Police say the man is a Norwegian citizen in his forties with no link to the trial. They believe he acted alone. His injuries are serious, but not life threatening.
A local solicitor said she was contacted by the man just before he set fire to himself.
He smelt of paraffin and wanted to hand in some of his papers relating to the social services and unemployment.
It happened on a day of gripping testimony from several survivors of Breivik's attack on the island of Utoya, which claimed the lives of 69 people.
Ina Rangones, 22, stunned the courtroom as she described her escape from Breivik after suffering gunshot wounds last July.
"I got shot in my face, both forearms and left breast. Then I ran," she said.
"I remember the feeling of being shot. I thought my hands were shot off as I couldn't feel anything."
Shot through the jaw she "tasted blood and the bullet", she said.
Ms Rangones, who now hides facial scars under make-up, added: "I thought to myself, 'So this is how it is to die.'"

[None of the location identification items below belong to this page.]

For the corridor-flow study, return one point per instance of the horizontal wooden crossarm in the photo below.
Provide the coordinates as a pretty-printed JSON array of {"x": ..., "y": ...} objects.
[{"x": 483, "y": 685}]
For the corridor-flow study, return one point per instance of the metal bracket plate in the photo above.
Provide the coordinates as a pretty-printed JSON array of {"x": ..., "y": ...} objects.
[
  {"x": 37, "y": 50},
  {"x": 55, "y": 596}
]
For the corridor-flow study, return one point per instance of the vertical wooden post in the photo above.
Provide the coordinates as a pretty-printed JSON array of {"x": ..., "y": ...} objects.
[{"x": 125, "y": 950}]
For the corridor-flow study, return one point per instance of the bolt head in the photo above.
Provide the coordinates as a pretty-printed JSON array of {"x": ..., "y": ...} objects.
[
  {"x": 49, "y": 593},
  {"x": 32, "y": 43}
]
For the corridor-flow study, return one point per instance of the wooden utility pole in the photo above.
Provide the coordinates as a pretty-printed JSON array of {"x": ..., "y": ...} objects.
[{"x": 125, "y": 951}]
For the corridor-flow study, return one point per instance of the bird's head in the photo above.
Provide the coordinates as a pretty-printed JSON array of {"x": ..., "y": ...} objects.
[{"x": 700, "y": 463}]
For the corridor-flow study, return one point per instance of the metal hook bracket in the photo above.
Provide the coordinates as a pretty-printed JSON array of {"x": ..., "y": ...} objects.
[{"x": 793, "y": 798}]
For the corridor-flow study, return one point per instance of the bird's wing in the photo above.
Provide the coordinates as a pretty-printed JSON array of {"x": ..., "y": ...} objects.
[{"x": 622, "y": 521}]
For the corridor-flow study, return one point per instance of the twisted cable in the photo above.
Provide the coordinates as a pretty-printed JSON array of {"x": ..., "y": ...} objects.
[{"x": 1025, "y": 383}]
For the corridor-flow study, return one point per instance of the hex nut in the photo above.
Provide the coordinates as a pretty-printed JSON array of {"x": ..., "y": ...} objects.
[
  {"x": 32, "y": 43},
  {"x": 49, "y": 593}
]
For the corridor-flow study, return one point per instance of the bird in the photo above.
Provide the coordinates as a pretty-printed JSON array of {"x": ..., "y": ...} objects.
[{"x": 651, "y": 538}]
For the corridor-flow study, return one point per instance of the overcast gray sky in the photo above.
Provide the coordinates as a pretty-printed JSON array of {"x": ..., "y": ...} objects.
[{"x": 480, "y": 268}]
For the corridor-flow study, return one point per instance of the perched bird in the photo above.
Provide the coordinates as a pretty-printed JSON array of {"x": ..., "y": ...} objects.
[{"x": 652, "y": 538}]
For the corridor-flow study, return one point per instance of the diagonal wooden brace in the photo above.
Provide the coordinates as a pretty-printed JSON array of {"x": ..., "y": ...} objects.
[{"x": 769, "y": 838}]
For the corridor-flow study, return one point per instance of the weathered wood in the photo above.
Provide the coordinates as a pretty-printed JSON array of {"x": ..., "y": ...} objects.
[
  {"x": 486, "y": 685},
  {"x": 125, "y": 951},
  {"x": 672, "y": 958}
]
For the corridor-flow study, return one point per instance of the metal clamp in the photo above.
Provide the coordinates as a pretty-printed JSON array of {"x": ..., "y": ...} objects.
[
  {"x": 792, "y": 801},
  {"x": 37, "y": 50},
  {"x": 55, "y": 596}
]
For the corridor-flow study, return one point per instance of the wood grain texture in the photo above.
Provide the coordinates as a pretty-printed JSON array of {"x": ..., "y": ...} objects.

After the massacre she was transferred by boat from Utoya to the mainland and en route told a friend not to look at her awful injuries.
But her friend said: "No, you are beautiful."
Marta-Johanne Svendsen, 17, also recounted how the mass killer shot her in the arm while she was in a tented area.
"It was like being hit by a bat," Ms Svendsen said, while avoiding eye contact with Breivik.
Running away from the scene, she hid under a bed in the school house until she was eventually rescued and given first aid.
"I saw a dead person in the water when I was rescued. There were at least 10 dead bodies on the mainland," she said.
A 32-year-old volunteer first aid worker, Even Andre, unwittingly arrived at Utoya on the same barge journey as Breivik.
Mr Andre told the court how he got people to barricade the old school house on the island as Breivik stalked outside.
The killer was finally arrested just 50 yards from the building after Mr Andre, who volunteered annually at the youth camp, helped 47 people survive.
After the lunch break, an 18-year-old student who does not want to be identified, told the court of his escape by swimming from the island.
"I heard shots being fired when I swam. I put my ears underwater not to hear them," he said.
A friend of the boy's drowned in the chilly water as they made their escape, and now the student admits to guilt over the death.
The witness cried as he talked about his friend, while Breivik watched without showing any emotion.
Their testimony follows Monday's chilling accounts by five survivors of the massacre on Utoya island on July 22 where 69 of Breivik's 77 victims died.
Marius Hoft, 18, told the court how he clung to a cliff on Utoya for hours to avoid being shot by Breivik.
"I started crying, but decided to wait with the tears until I was in safety. I decided to stay alive," he said.
Before embarking on his shooting rampage, Breivik bombed the Government building that houses the Prime Minister's offices in Oslo, killing eight people.
Breivik, 33, has been charged with committing "acts of terror" but although he admits he carried out the attacks, he refuses to plead guilty, insisting they were "cruel but necessary".